We used the Web of Science database to identify studies on the genetics of bird migration. We limited our search to the years 2015–2021 and used the following keywords: “((bird OR avian) AND (migration OR migratory) AND gene).” Ruegg et al.104 conducted a similar search for years before 2015. We included their genes in our list precluding the need to rerun those years. The search returned 923 articles which were filtered for relevance. We limited our analysis to studies using de novo approaches (vs. candidate genes), examining differences in gene expression (vs. for example genomic studies) and the transition between non-migratory and migratory states.
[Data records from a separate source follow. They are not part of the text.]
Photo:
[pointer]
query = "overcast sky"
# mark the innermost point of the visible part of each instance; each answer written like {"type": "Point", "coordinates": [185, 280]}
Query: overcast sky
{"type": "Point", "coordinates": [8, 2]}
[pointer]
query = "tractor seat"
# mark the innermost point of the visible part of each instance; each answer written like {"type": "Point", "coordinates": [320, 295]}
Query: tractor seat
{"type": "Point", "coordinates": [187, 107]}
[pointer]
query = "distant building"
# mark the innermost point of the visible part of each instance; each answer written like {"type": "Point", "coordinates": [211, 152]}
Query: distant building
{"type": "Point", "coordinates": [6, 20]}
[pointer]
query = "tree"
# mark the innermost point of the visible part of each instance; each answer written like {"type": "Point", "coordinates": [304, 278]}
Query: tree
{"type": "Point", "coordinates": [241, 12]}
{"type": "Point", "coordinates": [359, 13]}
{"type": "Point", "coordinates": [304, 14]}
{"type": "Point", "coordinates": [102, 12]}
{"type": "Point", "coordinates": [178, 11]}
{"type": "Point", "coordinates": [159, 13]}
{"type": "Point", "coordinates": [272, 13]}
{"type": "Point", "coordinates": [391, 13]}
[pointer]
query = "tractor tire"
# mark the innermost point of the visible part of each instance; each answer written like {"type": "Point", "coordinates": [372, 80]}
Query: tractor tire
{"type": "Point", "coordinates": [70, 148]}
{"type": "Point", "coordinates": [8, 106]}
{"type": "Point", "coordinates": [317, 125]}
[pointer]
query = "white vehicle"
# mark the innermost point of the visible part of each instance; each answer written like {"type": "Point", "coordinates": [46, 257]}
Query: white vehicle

We included two studies that did not examine this transition in the same species but compared migratory and non-migratory birds in a partially migratory population of European blackbirds38 and two subspecies of dark-eyed junco that differ in their propensity to migrate105 as some of the same genes may distinguish groups in these comparisons as well.

Note, Johnston58 conducted a similar study in Swainson’s thrushes. They compared patterns between winter and fall migration and focused on the hypothalamus and optic chiasma. Only one gene from Johnson58 overlapped with results from the hypothalamus in our study (GPR17). This is not more than expected by chance and likely relates to differences in study design; for example, we sampled birds within a three-hour time window, one hour after lights out and under red light conditions to ensure circadian genes were unaffected by white light. Johnson58 sampled birds throughout the day and analyzed data from both brain regions together. Accordingly, we limit the number of comparisons drawn between our work and Johnson58.

Reporting summary

Further information on research design is available in the Nature Portfolio Reporting Summary linked to this article.